Dr. Edelstein was a sociologist and respected academic and had devoted his efforts to humanitarian and social welfare projects in Soweto. Serving as Deputy Chief Welfare Officer, Dr Edelstein instituted many projects aimed at assisting youth, disabled, poor and marginalized communities within Soweto, where he worked for some 18 years. A practicing orthodox Jew, Melville Edelstein was apolitical & dedicated to serving the good of mankind. He was also a pacifist who refused to enlist for World War II. While employed as a social worker for the Welfare Section of the Non-European Affairs Department, which fell under the City of Johannesburg, he showed great concern for the people of Soweto, where he served for 18 years.

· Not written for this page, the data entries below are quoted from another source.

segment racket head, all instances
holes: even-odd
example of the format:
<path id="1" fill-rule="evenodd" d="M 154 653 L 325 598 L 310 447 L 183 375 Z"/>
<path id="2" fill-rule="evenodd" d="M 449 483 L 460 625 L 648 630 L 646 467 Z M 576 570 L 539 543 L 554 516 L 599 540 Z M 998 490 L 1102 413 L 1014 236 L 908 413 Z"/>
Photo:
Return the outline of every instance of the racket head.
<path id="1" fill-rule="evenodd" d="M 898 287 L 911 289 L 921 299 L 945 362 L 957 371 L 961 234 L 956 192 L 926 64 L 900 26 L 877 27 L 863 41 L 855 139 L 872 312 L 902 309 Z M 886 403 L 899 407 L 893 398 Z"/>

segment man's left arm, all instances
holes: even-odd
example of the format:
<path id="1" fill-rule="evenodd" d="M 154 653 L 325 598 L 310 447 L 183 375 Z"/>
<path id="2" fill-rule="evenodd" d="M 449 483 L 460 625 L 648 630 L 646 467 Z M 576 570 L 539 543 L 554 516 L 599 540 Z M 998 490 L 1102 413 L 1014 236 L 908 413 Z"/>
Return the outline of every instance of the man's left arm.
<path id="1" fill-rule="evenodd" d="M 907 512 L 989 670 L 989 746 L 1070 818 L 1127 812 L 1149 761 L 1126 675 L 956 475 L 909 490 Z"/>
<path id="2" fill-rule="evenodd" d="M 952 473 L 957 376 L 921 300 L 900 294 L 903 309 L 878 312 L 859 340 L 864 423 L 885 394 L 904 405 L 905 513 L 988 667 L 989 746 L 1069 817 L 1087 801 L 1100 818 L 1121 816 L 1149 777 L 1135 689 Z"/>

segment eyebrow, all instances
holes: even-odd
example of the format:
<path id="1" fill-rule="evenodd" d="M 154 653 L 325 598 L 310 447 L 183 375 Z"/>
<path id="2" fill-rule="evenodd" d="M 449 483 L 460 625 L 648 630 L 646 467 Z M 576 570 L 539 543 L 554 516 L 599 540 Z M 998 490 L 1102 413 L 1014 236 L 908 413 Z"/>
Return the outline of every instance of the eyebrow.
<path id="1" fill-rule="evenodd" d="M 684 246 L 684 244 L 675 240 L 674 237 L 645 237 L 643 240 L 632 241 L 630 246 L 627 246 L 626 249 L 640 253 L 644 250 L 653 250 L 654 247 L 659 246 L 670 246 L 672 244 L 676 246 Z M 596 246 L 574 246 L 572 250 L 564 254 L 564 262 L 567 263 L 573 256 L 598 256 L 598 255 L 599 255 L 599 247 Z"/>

Earlier on the fateful morning, he greeted students as they passed his offices on Mputhi Street. However once the shock of the police shooting spread through their ranks, high spirits turned to anger, and Dr Edelstein was killed for being a white official in the wrong place at the wrong time. That morning, Dr Edelstein was hosting the official opening for a branch of his Sheltered Workshop Programme in Orlando East, designed to provide employment for disabled people. When news of the student protests reached the project, the ceremony was brought to a hurried end as dignitaries and workers were ferried out of the township. Concerned about the safety of a woman colleague, - Pierette Jacques, back at the Youth Centre in Youth Centre in Jabavu - Dr Edelstein drove through crowds of gathering students to get to her office. Edelstein then rushed through the offices, instructing staff to leave immediately.
While there an angry mob broke into the building and stoned him to death. Reporter Peter Magubane later found his body with a note saying "Beware Afrikaans is the most dangerous drug for our future." The reporter said, "If they'd known who he was, this would never have happened."